The Court also rejected Billings' contention that malicious prosecution should be considered a continuing tort throughout the duration of the underlying litigation. The Court reasoned that it is not difficult to determine when the injury occurs and "any reasonable person recognizes that the injury occurs on the filing." Consequently, Commerce did not owe Billings defense coverage because its policy took effect in March 2000, and the "occurrence" took place in 1998 when the underlying malicious prosecution action was filed.
On the second issue, regarding the duty to defend against allegedly defamatory allegations, the Court acknowledged that the 2000 complaint did not include an express claim for defamation, libel, or slander, but explained that this was not determinative in deciding whether the allegations about spreading rumors were reasonably susceptible of an interpretation that states or roughly sketches a claim for damages because of "personal injury" arising from "libel, slander or defamation of character." "The process is not one of looking at the legal theory enunciated by the pleader but of 'envisaging what kinds of losses may be proved as lying within the range of the allegations of the complaint, and then seeing whether any such loss fits the expectation of protective insurance reasonably generated by the terms of the policy.'"

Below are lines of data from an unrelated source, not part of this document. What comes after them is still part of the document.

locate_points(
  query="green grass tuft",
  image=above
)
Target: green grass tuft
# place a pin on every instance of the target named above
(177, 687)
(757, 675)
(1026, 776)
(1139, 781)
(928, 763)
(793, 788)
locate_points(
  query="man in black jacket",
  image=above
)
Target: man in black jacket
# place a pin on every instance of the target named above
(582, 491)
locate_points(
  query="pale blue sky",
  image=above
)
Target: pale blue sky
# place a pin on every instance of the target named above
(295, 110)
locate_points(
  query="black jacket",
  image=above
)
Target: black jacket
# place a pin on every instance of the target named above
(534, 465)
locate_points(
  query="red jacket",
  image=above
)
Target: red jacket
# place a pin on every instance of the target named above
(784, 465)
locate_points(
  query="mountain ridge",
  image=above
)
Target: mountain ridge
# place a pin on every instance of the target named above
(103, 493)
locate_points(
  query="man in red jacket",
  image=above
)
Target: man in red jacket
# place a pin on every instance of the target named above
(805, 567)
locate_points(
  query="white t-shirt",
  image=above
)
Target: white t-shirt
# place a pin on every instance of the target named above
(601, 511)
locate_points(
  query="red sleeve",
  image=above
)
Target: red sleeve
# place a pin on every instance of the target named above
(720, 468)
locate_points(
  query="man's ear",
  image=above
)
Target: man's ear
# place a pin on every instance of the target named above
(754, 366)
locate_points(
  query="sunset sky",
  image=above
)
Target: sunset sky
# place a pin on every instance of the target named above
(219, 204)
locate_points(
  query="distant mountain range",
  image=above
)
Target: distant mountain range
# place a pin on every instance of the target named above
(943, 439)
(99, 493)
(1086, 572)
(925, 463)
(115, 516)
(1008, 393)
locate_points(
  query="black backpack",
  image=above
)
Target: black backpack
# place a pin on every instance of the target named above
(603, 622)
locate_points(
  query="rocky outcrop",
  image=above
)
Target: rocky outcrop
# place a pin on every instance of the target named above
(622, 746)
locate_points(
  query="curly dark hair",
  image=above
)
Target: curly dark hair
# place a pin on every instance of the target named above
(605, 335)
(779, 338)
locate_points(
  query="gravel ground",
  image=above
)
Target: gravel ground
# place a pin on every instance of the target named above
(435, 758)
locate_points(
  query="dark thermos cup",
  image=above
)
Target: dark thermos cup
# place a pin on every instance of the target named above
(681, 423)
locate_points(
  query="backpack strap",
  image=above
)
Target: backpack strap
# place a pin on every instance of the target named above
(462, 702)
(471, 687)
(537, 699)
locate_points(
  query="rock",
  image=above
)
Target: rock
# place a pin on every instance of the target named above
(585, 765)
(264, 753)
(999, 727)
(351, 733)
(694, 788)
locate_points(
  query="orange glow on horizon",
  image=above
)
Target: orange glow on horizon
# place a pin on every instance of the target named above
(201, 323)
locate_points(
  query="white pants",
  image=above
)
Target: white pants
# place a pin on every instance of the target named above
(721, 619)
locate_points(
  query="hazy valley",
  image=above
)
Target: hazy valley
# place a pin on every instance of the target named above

In determining an insurer's duty to defend, Massachusetts courts examine the allegations in the complaint, information known to the insurer that may assist in interpreting the allegations, and information "readily knowable" by the insurer. The "content of publicly available court records in the underlying case and related cases is readily knowable by an insurer and, where that information is relevant to the duty to defend, may be considered in deciding whether the insurer had a duty to defend. A policyholder is not entitled to a defense where court records in the case where the policyholder was a party demonstrate that the insurer has no duty to defend." While evidence outside the complaint can generally be considered only to give rise to, instead of deny, a defense, the SJC noted that the "Appeals Court has recognized a 'rare' exception to this rule where there exists 'an indisputed extrinsic fact that takes the case outside the coverage and that will not be litigated at the trial of the underlying action'." Farm Family Mut. Ins. Co. v. Whelpley, 54 Mass. App. Ct. 743, 747 (2002).
Applying these standards, the Court concluded that the allegation that Billings spread rumors, while plead in support of a claim of intentional infliction of emotional distress, was "reasonably susceptible of an interpretation that roughly sketched a claim of libel, slander, or defamation, whose defense is covered under the terms of the policy." In making this determination, the Court noted that Commerce's representative agreed in a deposition that the allegation regarding the rumors "constituted an offense under the terms of the policy that, had it happened within the coverage period, would have triggered a duty to defend." While cautioning that the representative's statements cannot establish as a matter of law that the allegations are reasonably susceptible of an interpretation that state a claim under the policy, the Court will consider an admission in determining whether the allegations are reasonably susceptible of such an interpretation. While the rumor allegations were sufficient to state a potentially covered defamation claim, Commerce's duty to defend was not triggered because the rumors were not spread during the policy period.